Bu yıl ortalama sıcaklıklar sanayi öncesi ortalamanın 1,5°C üzerine yaklaştı ve bu da onu 2024’ten sonra en sıcak ikinci yıl haline getirdi

Ağustos ayında İspanya’da çalışan itfaiyeciler
Bu yıl, 2024’ten sonra kaydedilen en sıcak ikinci yıl olacak ve birçok bölgede benzeri görülmemiş fırtınalar, orman yangınları ve sıcaklıklar yaşanacak.
Avrupa Birliği’nin Copernicus İklim Değişikliği Servisi’ne (C3S) göre 2025 yılı ortalama sıcaklığı şu anda sanayi öncesi ortalamanın 1,48°C üzerinde. Bu, onu 2023 yılına bağlayacak ve sanayi öncesi ortalamanın 1,6°C üzerinde olan 2024’ten sonra ikinci sıraya yerleştirecektir.
El Niño iklim aşaması 2024’te gezegeni ısıtırken, dünya şu anda tropik Pasifik Okyanusu’ndaki soğuk suyun yükselmesinin küresel sıcaklıkları düşürme eğiliminde olduğu alternatif La Niña aşamasındadır. Ancak fosil yakıt emisyonları 2025’te yeni bir rekora ulaştı; bu da sıcaklıkların artmaya devam edeceği ve yıkıcı aşırı hava koşullarına katkıda bulunacağı anlamına geliyor.
C3S’den Samantha Burgess, “Gerçek şu ki, insanları etkileyen, toplumu etkileyen, ekosistemlerimizi etkileyen aşırı olaylardır ve bu aşırı olayların daha sıcak bir dünyada sıklığının ve şiddetinin arttığını biliyoruz” diyor. “Atmosfer daha fazla nem tuttuğu için fırtınalar daha da kötüleşiyor.”
Bu yaz, sıcak hava dalgaları Avrupa’yı kasıp kavururken iklim değişikliği 16.500 kişinin daha ölümüne neden oldu. Ekim ayında Jamaika’yı vuran en güçlü kasırga olan Melissa Kasırgası 80’den fazla kişinin ölümüne ve tahmini 8,8 milyar dolarlık hasara neden oldu. Uluslararası bir akademik işbirliği olan World Weather Attribution, iklim değişikliğinin Melissa’daki yağış miktarını yüzde 16 ve rüzgar hızını da yüzde 7 artırdığını tespit etti.
Kasım ayında, bir dizi kasırga ve fırtına Sri Lanka, Endonezya, Tayland, Malezya ve Vietnam’da heyelanları ve su baskınlarını tetikledi ve 1600’den fazla kişinin ölümüne yol açtı.
Arktik deniz buzu miktarı şu anda yılın bu zamanı için kaydedilen en düşük düzeydedir ve Antarktika deniz buzu da normalin altındadır.
C3S’e göre, üç yıllık sıcaklık ortalaması sanayi öncesi dönemin 1,5°C’sini ilk kez aşma yolunda ilerliyor.
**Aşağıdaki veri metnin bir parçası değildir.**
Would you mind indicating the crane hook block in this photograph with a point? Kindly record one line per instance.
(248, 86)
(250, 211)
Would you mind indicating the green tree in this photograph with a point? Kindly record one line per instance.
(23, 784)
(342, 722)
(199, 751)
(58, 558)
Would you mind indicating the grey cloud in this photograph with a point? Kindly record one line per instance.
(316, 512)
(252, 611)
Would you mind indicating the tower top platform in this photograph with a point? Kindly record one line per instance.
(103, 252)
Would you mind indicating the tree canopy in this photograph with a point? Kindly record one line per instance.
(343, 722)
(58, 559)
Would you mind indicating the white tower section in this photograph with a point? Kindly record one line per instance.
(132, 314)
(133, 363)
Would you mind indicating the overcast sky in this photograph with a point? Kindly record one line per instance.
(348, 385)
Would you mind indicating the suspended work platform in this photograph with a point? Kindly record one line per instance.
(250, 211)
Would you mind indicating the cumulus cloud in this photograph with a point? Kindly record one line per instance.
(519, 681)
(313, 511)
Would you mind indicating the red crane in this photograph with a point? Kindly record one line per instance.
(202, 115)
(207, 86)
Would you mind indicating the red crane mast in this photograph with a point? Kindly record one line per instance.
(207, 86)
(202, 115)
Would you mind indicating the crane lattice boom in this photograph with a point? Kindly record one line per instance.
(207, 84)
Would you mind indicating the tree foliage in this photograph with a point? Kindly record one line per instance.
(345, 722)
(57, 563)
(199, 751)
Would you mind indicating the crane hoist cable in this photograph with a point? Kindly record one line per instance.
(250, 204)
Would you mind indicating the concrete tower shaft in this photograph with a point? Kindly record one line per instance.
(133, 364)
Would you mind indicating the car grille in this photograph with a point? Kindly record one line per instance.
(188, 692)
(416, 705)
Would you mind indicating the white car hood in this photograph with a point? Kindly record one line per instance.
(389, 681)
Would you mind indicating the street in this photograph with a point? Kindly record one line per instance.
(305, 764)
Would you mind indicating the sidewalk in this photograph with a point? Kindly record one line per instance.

Bilim insanları, ısınmanın 2029 yılına kadar uzun vadeli ortalama 1,5°C’yi aşarak Paris Anlaşması hedefini tutturacağını öngörüyor.
Burgess, “1,5 derecede sihirli bir uçurum yok, ancak 1,5 dereceyi aştığımızda aşırı olayların daha da kötüleşeceğini biliyoruz” diyor. “Devrilme noktası eşiklerinin yakınlığı da yaklaşıyor.”
Ekim ayında yayınlanan bir rapor, tropik mercan resiflerinin geri dönüşü olmayan yok oluşuna zaten ulaşıldığını ve dünyanın yakında Amazon yağmur ormanlarının yok olması ve Grönland ve Batı Antarktika buz tabakalarının yanı sıra Antarktika deniz buzunun çökmesi için devrilme noktalarını geçme riskiyle karşı karşıya olduğunu savundu.